Introduction The recent emergence of nanotechnology in the marketplace has raised global concerns among scientists, researchers, regulatory agencies, consumers and the general public, regarding its safety. It is expected that nanotechnology will have a major impact on medicine and health care; energy production and conservation; environmental cleanup and protection; electronics, computers, and sensors; and world security and defense. Hence the justification and need for appropriate controls and standards to be adopted and implemented to protect the public's health.

What is nanotechnology? Nanotechnology is the creation and use of particles one billionth of a meter for the manufacture of materials, products and devices.

Who introduced the concept of nanotechnology? * The concept originated with the American physicist-Richard P. Feynman in 1959. * The term nanotechnology was first used in 1974 by Japanese scientist Norio Taniguchi in a paper titled "On the Basic Concept of Nanotechnology." * The term was also used by American engineer K. Eric Drexler in 1986 in the book "Engines of Creation."

Why is nanotechnology different? Nanotechnology is different and unique because its makes use of the nanoscale in which nothing solid can be made smaller in the physical world.

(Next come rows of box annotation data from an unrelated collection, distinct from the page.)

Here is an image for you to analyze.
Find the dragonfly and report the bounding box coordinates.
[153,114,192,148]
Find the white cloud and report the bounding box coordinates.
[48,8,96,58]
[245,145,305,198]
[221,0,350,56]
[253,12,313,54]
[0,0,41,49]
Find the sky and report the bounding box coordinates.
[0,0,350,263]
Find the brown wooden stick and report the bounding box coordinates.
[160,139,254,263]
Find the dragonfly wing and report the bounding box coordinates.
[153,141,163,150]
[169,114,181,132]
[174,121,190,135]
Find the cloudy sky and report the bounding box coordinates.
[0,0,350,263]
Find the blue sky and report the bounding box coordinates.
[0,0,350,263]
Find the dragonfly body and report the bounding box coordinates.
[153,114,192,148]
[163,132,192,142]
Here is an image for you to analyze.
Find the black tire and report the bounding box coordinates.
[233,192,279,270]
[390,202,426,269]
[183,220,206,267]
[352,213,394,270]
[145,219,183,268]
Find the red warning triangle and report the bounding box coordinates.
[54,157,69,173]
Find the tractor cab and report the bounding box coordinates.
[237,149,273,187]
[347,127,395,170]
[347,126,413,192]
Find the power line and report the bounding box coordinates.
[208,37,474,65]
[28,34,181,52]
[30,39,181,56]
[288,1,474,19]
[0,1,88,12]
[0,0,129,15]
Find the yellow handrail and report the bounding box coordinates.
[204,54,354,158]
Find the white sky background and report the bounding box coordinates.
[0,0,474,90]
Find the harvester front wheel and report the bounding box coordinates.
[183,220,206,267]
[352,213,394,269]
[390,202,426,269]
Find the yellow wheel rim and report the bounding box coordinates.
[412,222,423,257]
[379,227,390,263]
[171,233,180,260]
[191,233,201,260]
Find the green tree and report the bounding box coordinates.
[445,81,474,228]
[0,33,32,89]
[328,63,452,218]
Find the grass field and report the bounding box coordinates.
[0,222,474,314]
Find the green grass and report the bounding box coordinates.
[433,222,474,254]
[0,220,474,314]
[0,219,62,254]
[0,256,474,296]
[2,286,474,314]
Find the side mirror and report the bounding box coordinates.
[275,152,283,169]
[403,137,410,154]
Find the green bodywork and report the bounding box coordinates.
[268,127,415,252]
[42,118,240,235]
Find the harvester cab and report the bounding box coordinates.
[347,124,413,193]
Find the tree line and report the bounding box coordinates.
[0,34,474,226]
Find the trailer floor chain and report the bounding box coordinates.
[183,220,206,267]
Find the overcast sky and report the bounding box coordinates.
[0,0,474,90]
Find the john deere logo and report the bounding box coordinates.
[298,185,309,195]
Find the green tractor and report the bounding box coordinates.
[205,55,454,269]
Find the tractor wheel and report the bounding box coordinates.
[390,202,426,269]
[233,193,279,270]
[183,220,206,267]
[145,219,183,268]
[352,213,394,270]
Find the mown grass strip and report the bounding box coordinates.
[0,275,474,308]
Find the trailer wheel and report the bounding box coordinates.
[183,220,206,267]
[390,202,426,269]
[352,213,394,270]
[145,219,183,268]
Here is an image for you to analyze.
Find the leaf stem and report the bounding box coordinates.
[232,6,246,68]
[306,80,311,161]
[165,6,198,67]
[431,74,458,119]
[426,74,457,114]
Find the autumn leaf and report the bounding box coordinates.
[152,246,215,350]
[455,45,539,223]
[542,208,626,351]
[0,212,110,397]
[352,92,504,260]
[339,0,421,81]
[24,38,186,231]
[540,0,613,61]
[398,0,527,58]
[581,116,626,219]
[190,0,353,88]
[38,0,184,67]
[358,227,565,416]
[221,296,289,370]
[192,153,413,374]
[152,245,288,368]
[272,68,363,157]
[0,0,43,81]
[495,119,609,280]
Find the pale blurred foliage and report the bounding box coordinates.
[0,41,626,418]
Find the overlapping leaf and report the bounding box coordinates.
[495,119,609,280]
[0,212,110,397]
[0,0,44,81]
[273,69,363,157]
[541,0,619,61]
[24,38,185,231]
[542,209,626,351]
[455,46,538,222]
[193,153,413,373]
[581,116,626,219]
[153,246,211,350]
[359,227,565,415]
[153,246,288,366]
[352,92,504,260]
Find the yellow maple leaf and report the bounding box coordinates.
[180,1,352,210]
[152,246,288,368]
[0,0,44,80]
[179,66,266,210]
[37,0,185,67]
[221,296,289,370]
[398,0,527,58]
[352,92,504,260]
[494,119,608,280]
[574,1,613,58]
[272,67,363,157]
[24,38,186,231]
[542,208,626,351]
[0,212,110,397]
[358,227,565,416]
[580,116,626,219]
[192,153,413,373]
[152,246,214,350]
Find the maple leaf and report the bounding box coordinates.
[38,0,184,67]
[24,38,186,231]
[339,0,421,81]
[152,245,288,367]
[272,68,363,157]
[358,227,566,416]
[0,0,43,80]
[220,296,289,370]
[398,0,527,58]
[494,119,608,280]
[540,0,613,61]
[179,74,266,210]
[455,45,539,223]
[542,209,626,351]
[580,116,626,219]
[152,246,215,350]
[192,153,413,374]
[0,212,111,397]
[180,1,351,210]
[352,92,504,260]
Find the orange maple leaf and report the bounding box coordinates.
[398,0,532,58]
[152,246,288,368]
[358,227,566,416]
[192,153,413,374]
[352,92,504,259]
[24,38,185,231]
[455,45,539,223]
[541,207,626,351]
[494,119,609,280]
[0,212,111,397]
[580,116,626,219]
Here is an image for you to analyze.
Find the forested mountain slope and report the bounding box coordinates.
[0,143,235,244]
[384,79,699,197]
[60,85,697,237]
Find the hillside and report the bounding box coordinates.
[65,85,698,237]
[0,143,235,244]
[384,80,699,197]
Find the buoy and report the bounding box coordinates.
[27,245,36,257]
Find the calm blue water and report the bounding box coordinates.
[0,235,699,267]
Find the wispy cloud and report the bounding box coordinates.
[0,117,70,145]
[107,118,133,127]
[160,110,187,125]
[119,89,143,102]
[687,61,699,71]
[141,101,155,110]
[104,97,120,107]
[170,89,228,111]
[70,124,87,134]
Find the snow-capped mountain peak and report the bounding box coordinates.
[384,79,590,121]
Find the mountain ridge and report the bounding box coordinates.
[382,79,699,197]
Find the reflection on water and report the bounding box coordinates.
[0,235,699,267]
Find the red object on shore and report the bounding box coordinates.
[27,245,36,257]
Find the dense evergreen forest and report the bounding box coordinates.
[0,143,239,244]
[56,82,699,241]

In the biological world molecular mechanisms operate from 0.1 to 100 nm. It is hoped that nanotechnology will be used for breakthrough technologies because nanoparticles can assume novel properties. Some of these novel properties include, but are not limited to the following: * Aluminum can become more explosive. * Gold may glimmer green or red. * Carbon can get stronger and conduct electricity better. * Melting temperature or other characteristics. * Increased permeability through cell membranes. * Increased possibility of interaction with DNA.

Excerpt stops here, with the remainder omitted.